Juan Pablo II, en su encíclica "Salvifici doloris" afronta de un modo
muy profundo el misterio del sufrimiento. Y trata de ofrecer una
posible respuesta, a nivel humano y teológico, a este desconcertante
enigma. Pero, sin dejar de ser un misterio, éste se ilumina con la luz
del Crucificado y se vence con la fuerza única del verdadero amor.
Pero sigamos adelante con el Evangelio. Nuestro Señor ha negado
rotundamente la idea de que el dolor es un castigo de Dios. Y al final
concluye con esta sentencia: "Y si no os convertís, todos pereceréis de
la misma manera". Es una llamada directa a nuestra conciencia. Las
desgracias ajenas han de ser para nosotros como una voz de alerta y una
invitación a la conversión interior. Sobre todo en este período de
Cuaresma, tiempo de gracia y de conversión.

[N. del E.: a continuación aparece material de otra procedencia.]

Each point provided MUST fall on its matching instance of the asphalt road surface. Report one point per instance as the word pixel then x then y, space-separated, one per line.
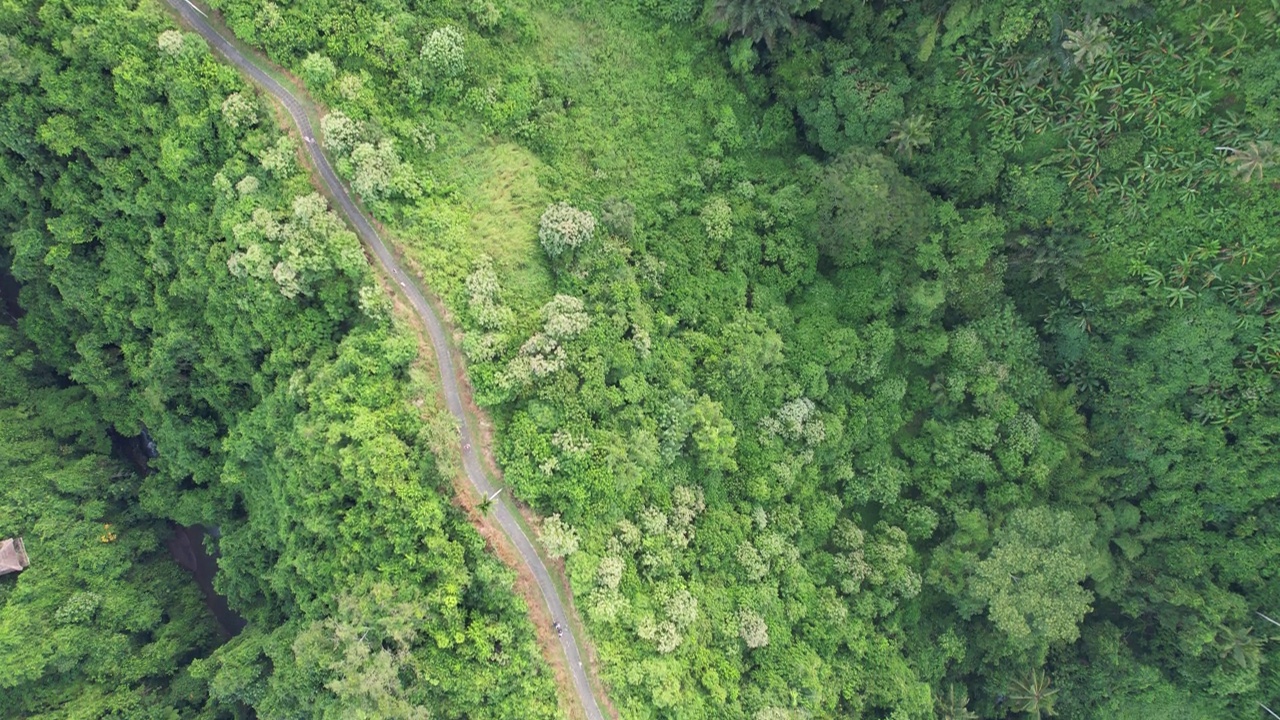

Sería muy interesante, a este propósito, detenernos en la segunda parte
del Evangelio de hoy, en la parábola de la higuera. Jesús cuenta esta
historia para ilustrar la idea precedente. Pero se haría muy larga esta
meditación. Baste, por ello, una sola palabra: Dios espera de nosotros
frutos de buenas obras, de caridad y de misericordia. Si no producimos
frutos de auténtica vida cristiana, seremos cortados y echados al
fuego, como la higuera. Una de las finalidades más importantes del
sufrimiento, en la pedagogía divina, es ayudarnos a dar frutos de
santidad a los ojos de Dios.
Propósito
No nos rebelemos, pues, ni desfallezcamos. Ofrezcamos a nuestro Señor, con paciencia y amor, nuestros dolores. Él los premiará.
Diálogo con Cristo
Señor, que la higuera de nuestra vida se llene de flores y de frutos
para la vida eterna. Yo estoy plenamente convencido de ello. Así nos lo
enseñaste, Señor, con tu cruz y resurrección.